In a social media post, which followed Saakashvili’s announcement last week about his plans for “active engagement” in domestic politics, Papuashvili said the partners’ alleged preference for using perceptions around the case instead of facts had led to some of them falling victim to the “disinformation campaign”.
The response also came after the European Court of Human Rights’ rejection last month of the imprisoned former official’s application to see the Georgian Government ordered to facilitate his transfer abroad on health grounds.
Putting Perceptions Before Facts Should Not Be the West’s Approach to Georgia.
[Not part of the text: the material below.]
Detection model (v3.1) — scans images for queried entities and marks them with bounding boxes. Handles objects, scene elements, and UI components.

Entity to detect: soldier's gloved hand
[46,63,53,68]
Here’s Why:
— Shalva Papuashvili ???????? (@shpapuashvili) June 21, 2023
The belief that “perceptions are more important than facts” has done a huge disservice to some of our foreign partners, who fell victim of Mikheil Saakashvili’s large-scale disinformation… pic.twitter.com/GYA37q600w
Papuashvili said the ECHR verdict, and a disclosure made in February by the United States-based law firm Akerman, which showed the company had received $917,177 from Saakashvili’s family to lobby for his release, had “confirmed” the former official’s allegations against the Government were “fake” and “harmful” to the country’s image.
The Parliamentary official also alleged foreign politicians who had “repeated and shared this disinformation, whether knowingly or not”, had contributed to a “malevolent campaign against Georgia”, while the country’s Government had taken a “responsible approach” both to Saakashvili as a prisoner and the “fake campaign staged by him and his affiliates”.
The giant disinformation campaign that came, ironically, from the West - not the North as expected - harmed Georgia’s reputation worldwide”, Papuashvili said, adding “I believe that some of these politicians - especially in the European Parliament - owe an apology to the Georgian people”.
He added developments around Saakashvili since his arrest in Tbilisi in October 2021 on his clandestine return, had shown “no boundary to lies from Georgia’s radical opposition”, and added the country’s foreign partners were “perfectly capable of succumbing to false perceptions, thus undermining the trust in our relations”.